Credit army for surgical strikes but cheer govt’s bold move: Parrikar
The army deserves full credit for last month’s surgical strikes on militant shelters across the Line of Control with Pakistan but the government must also be cheered for taking the bold decision, defence minister Manohar Parrikar said on Wednesday.India's Pakistan offensive Updated: Oct 12, 2016 22:45 IST
The army deserves full credit for last month’s surgical strikes on militant shelters across the Line of Control with Pakistan but the government must also be cheered for taking the bold decision, defence minister Manohar Parrikar said on Wednesday.
Parrikar’s comments came a day after HT reported that he was set to become the BJP’s star campaigner for next year’s elections in Uttar Pradesh, where the party wants to showcase the government’s “decisiveness” in hitting militants inside Pakistan-occupied-Kashmir.

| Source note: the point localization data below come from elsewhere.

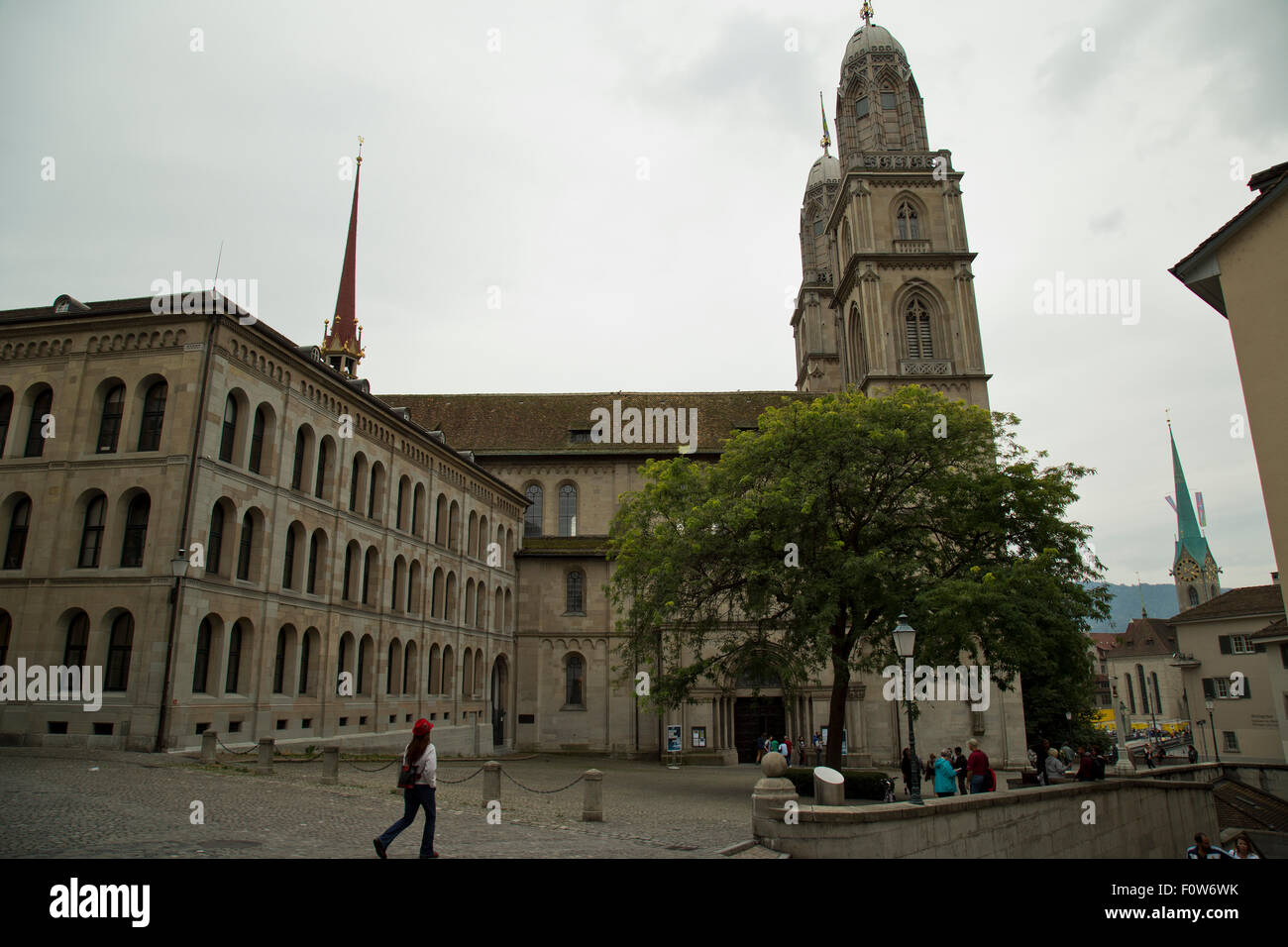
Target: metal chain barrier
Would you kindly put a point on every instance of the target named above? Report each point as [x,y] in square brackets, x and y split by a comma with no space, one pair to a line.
[541,791]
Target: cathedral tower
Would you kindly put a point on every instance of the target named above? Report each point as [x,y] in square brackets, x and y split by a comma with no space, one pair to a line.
[1193,567]
[887,296]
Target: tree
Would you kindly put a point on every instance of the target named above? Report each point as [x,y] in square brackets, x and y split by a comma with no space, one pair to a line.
[816,530]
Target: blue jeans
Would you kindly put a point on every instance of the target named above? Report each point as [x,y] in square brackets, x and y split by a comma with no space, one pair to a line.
[413,797]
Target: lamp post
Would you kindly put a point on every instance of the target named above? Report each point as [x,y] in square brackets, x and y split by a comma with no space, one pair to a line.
[1216,749]
[178,569]
[905,641]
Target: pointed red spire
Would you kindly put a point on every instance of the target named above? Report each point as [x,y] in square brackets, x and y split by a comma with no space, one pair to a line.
[342,347]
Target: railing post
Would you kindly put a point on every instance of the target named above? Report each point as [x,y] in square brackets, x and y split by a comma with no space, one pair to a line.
[592,802]
[209,740]
[490,783]
[330,766]
[266,757]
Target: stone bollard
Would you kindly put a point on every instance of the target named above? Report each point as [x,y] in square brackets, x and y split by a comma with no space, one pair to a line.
[266,757]
[592,804]
[490,783]
[769,800]
[828,787]
[209,741]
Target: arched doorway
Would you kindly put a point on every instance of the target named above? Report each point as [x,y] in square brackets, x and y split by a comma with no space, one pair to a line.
[500,696]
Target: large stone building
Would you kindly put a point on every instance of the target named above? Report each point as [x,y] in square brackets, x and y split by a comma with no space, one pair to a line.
[370,553]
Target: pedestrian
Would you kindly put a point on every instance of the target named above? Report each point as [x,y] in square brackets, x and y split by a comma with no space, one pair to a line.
[1055,768]
[1243,847]
[960,768]
[420,761]
[977,766]
[1203,848]
[945,777]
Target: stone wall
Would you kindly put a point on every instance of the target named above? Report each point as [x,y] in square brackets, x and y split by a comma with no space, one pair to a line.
[1133,818]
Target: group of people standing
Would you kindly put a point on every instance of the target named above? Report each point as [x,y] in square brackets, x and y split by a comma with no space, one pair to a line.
[952,771]
[771,744]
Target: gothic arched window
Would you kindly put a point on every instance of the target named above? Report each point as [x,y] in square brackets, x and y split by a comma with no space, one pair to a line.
[906,222]
[917,324]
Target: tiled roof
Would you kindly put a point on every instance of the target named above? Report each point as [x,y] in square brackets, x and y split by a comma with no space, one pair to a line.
[1247,806]
[1252,599]
[524,424]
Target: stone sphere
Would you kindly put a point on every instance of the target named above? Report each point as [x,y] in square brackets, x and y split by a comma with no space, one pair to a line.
[773,766]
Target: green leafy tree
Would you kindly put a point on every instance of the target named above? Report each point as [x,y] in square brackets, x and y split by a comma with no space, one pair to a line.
[812,534]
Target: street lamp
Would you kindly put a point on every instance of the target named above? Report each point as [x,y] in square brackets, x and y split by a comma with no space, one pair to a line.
[905,641]
[178,569]
[1216,749]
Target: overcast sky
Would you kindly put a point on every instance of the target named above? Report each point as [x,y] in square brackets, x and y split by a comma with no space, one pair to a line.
[625,180]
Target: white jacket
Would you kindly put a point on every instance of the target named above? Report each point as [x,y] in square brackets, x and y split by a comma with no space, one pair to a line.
[428,764]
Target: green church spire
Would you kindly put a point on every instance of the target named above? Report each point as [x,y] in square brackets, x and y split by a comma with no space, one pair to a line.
[1188,536]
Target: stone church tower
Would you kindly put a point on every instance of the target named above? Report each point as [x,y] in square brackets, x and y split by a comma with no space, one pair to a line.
[1193,567]
[887,296]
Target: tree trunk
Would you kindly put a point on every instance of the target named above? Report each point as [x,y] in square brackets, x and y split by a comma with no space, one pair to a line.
[836,710]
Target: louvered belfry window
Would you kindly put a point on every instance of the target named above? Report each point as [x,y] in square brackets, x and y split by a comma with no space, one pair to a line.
[917,322]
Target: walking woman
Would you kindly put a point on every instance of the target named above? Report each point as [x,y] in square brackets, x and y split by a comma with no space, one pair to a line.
[423,759]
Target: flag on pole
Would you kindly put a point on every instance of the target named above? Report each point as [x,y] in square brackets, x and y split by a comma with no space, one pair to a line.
[827,136]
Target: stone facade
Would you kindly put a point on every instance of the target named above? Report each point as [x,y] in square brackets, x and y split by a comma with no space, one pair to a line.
[256,464]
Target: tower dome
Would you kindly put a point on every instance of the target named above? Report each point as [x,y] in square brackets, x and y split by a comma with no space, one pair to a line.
[825,170]
[872,39]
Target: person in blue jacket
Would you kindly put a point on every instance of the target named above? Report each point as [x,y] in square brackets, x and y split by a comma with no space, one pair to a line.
[945,777]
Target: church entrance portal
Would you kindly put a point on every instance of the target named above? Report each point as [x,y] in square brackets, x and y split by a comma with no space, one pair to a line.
[752,716]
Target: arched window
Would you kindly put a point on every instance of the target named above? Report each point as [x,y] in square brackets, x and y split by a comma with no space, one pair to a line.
[320,486]
[228,440]
[215,540]
[917,322]
[119,654]
[312,585]
[136,530]
[906,221]
[297,470]
[110,421]
[257,438]
[575,680]
[574,587]
[288,562]
[39,410]
[201,661]
[17,544]
[5,414]
[91,532]
[567,510]
[154,416]
[279,661]
[532,517]
[245,547]
[235,651]
[77,641]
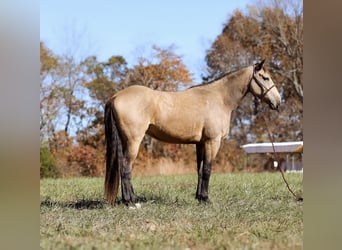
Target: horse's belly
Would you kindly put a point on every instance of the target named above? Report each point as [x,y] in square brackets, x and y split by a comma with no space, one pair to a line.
[176,135]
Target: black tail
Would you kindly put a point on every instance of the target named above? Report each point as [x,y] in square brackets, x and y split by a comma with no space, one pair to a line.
[114,154]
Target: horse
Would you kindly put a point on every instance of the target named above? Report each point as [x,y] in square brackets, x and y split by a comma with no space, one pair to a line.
[198,115]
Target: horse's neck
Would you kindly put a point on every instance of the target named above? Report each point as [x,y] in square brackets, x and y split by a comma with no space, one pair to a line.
[234,87]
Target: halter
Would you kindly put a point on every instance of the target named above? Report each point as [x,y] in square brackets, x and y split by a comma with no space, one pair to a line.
[264,89]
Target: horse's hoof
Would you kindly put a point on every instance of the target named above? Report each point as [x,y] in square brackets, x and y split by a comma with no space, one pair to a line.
[135,206]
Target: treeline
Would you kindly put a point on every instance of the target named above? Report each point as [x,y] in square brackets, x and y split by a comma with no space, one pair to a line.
[73,93]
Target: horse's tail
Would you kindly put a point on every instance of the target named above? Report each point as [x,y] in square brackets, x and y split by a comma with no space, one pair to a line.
[114,153]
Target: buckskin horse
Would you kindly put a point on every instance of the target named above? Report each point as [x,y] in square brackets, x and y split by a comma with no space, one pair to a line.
[198,115]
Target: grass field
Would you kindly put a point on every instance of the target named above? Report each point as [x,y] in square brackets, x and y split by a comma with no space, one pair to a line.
[247,211]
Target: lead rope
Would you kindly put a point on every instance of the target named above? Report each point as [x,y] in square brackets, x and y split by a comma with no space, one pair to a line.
[298,198]
[270,136]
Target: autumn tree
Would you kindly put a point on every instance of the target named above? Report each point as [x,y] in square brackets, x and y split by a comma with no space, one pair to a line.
[274,31]
[164,70]
[48,104]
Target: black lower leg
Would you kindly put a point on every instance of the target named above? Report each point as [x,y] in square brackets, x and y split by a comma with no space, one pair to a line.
[203,194]
[128,196]
[199,158]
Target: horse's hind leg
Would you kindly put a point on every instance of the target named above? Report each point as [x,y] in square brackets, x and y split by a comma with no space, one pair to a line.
[210,150]
[199,158]
[128,196]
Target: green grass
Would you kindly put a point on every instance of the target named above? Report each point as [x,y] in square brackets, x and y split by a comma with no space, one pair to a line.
[247,211]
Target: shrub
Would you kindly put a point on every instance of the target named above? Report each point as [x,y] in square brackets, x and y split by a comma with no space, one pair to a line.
[48,166]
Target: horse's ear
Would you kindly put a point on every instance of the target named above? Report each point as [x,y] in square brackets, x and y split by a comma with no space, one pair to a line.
[259,65]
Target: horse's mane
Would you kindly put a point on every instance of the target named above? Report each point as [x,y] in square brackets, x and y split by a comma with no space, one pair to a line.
[222,75]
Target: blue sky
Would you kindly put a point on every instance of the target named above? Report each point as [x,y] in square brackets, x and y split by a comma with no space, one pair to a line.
[129,28]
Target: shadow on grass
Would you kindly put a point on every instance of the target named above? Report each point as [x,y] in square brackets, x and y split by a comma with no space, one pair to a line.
[101,203]
[80,204]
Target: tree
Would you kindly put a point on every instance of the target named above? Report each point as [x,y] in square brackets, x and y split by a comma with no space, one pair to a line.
[274,31]
[49,105]
[163,71]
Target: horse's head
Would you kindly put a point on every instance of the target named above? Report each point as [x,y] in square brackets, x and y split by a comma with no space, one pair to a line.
[261,85]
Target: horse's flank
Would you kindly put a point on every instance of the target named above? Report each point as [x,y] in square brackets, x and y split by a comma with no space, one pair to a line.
[179,117]
[198,115]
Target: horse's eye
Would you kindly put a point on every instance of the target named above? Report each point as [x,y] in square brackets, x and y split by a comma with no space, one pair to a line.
[265,78]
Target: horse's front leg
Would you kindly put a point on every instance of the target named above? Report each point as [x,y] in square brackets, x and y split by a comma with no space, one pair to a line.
[210,150]
[199,159]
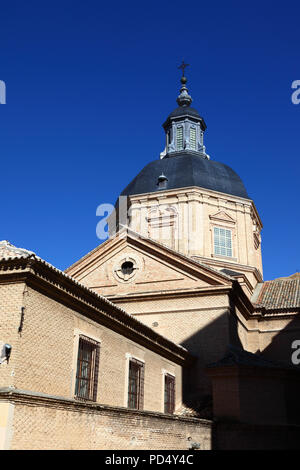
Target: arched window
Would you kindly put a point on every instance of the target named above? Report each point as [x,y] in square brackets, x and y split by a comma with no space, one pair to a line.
[193,138]
[179,138]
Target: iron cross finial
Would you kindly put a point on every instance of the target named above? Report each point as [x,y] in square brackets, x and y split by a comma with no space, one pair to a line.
[183,66]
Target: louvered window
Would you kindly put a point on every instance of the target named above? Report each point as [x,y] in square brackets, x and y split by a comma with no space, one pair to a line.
[193,138]
[222,242]
[87,369]
[169,394]
[136,384]
[179,138]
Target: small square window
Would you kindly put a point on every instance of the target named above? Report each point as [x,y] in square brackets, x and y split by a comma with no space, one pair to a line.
[222,242]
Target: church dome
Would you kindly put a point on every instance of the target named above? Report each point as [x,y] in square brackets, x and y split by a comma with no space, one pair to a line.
[184,161]
[185,170]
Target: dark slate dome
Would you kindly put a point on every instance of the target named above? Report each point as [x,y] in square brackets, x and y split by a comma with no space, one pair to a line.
[186,170]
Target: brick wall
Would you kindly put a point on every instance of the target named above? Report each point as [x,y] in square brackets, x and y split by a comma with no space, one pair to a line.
[43,423]
[44,354]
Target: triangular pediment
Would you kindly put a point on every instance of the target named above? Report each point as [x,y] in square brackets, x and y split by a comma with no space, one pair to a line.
[222,216]
[130,263]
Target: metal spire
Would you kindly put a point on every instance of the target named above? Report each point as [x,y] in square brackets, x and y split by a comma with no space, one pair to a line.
[184,99]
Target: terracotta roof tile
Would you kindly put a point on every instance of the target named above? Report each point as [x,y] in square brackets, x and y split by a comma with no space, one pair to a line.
[279,294]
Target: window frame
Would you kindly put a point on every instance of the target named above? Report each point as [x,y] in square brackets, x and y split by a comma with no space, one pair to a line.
[177,137]
[169,393]
[218,247]
[92,347]
[194,130]
[135,400]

The defence minister also said India did not carry out any surgical strikes in the past, refuting claims by the Congress that its governments had ordered such precision attacks but never made those public to claim credit.
“What probably they are quoting are actions taken by border action teams, which is a common practice across globe including the Indian Army,” Parrikar said at a city event, adding such covert operations were not ordered by the government.
Earlier in the day, he set off a storm of protest from opposition groups by suggesting that, while the army deserved praise for the September 29 strikes, Prime Minister Narendra Modi should get most of the credit for ordering the attack, and he himself should get some of it.
“I don’t mind sharing the credit, including on surgical strike, with every countryman because it is done by our armed forces and not by any political party.
“We in the government and I personally as the defence minister are happy to share the credit with the army, the 127 crore citizens and also those doubting Thomases,” he said at another function.
His comments come amid opposition claims that the government was trying to leverage the military action for political gains in states going to elections early next year, prompting Modi to ask his ministers and party leaders to desist from chest-thumping.
The Congress was quick to hit back, with spokesperson Randeep Singh Surjewala saying the BJP “publicly devalued the sacrifices” of armed forces and tried to make political capital out of it.
Parrikar also said surgical strikes might not be India’s only response to terrorist attacks in future but did not elaborate.
“Unpredictability is the key weapon,” he said, a day after Modi told a public rally in Lucknow that India doesn’t like war but sometimes it become inevitable.